An abortion debate hosted yesterday by OurVoice 2008, a group that aims to mobilize young voters, repeatedly broke down into a single vitriolic exchange between the pro-choice and pro-life debaters.

"Why can't we agree on common-sense measures to reduce the need for abortion?" Aubrey Montgomery, an executive of pro-choice organization NARAL asked her pro-life counterparts. "There is a middle ground."

"There isn't!" responded Edel Finnegan, director of a regional Pro-Life Union. "Not with people who are willing to sacrifice the lives of unborn children."

Many of the 25 Penn students in the audience seemed frustrated by this impasse. "It's regrettable," Wharton freshman Anthony Leem said during the event. "I came here looking for a political debate, and I found a moral one."

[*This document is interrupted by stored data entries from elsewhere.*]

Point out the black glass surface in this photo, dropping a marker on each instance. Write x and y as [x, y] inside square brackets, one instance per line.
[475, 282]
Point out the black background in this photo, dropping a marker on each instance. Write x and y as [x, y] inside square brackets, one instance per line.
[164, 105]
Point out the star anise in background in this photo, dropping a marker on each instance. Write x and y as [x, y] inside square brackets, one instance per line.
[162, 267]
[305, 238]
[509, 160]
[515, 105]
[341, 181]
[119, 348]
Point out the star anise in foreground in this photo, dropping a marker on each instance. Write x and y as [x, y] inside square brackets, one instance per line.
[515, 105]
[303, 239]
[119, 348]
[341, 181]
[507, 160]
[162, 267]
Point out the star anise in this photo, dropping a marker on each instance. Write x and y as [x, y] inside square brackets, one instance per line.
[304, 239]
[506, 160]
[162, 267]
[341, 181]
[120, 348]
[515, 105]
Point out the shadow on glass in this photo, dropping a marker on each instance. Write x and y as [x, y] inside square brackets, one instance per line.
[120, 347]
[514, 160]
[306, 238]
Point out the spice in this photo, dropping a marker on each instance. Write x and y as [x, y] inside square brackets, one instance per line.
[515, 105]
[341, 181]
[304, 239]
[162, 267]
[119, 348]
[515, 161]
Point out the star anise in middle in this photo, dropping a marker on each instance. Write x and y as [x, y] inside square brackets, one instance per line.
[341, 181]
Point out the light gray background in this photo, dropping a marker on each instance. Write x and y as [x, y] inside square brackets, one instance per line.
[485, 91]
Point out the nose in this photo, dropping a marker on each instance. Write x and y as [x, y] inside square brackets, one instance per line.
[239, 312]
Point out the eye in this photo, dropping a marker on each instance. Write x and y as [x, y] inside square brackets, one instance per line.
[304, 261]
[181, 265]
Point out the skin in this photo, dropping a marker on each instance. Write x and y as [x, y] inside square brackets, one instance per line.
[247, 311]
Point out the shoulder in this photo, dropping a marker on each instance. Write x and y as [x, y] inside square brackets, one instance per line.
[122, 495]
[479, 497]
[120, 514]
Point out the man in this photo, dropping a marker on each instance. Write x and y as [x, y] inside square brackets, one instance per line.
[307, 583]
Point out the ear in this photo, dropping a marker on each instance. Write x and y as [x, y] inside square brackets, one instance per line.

The debate was the first in a series of "Issues of the Month" debates that OurVoice 2008 will be hosting. They are organized by the group's founder, 2005 Wharton graduate Ryan Comfort, and a team of Management 100 students who created the Web site for OurVoice 2008 as a term project.

One of those students, Wharton freshman Xiaochan Jia, said the goal of these debates is to "break down an issue into parts where the views of each side can be seen very clearly."

Yesterday's debate was split into particular areas of contention, such as "partial-birth abortion" and "parental notification/consent."

But neither side made much effort to restrict their remarks to the subject at hand. Comfort, acting as moderator, frequently interceded to keep the debaters on topic. Audience members often broke into incredulous laughter, and personal accusations briefly flew between the participants.

Debaters were chosen based on written arguments that each submitted to appear next week on OurVoice2008.com.

The impassioned and often personal nature of live debate between those same contributors surprised Comfort. "I really need to process this," he said. "We need to come up with a format that makes it easier to stick to politics."